During a recent gathering of families at a California park, a cluster of teenagers sat at the end of a picnic table sharing Snapchat videos and comparing game scores while my sons, ages 13 and 16, stood awkwardly to the side, hands in their pockets. It was a scene that has played out numerous times over the years as my sons have become just about the only kids their age, and in their circles, to not have cellphones.
When I tell people this, I am invariably asked questions or congratulated for "holding my ground." Many parents wonder how I'm able to "stay in touch" with my sons, as if they're off at some boarding school, rarely to be seen. My boys have been home-schooled all their lives, but that has little to do with their phone-free status; almost all their friends are home-schooled and have phones.
My boys' phone-free status is a byproduct of the fact that we have always been a low-tech household.
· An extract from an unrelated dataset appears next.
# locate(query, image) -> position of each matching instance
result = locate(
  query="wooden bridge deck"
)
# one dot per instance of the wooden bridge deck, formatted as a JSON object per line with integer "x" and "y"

I only entered the iPhone universe a few years ago, and have stubbornly remained married to the 5. My husband leaves his phone - also an iPhone 5 - in the car and uses it for nothing more than making calls. Our smart TV is a year old; before that, we watched television on a bulky Sony from the 1990s. We don't have any of those Alexa or Google Home gadgets.
As a family, we are the antithesis of "wired," which has dovetailed with our general lack of media consumption overall: My older son saw his first movie when he was 5 and was allowed to see only one movie a year till he turned 8. The television is never on during the day. We've never had a Wii, PlayStation or Xbox. A friend, whose son has all those things, describes our home life as "a bit 'Little House on the Prairie.' " (Which in itself goes back to something my husband said to me right before our first son was born: "Let's have Renaissance children. Art, literature, music.")
Somehow, we've also circumvented the practical necessities of having to arm our kids with phones. They are generally either with my husband or myself. If they are with a friend, another parent is on hand, so I've always had a way of reaching them. I always know where they are and whom they're with.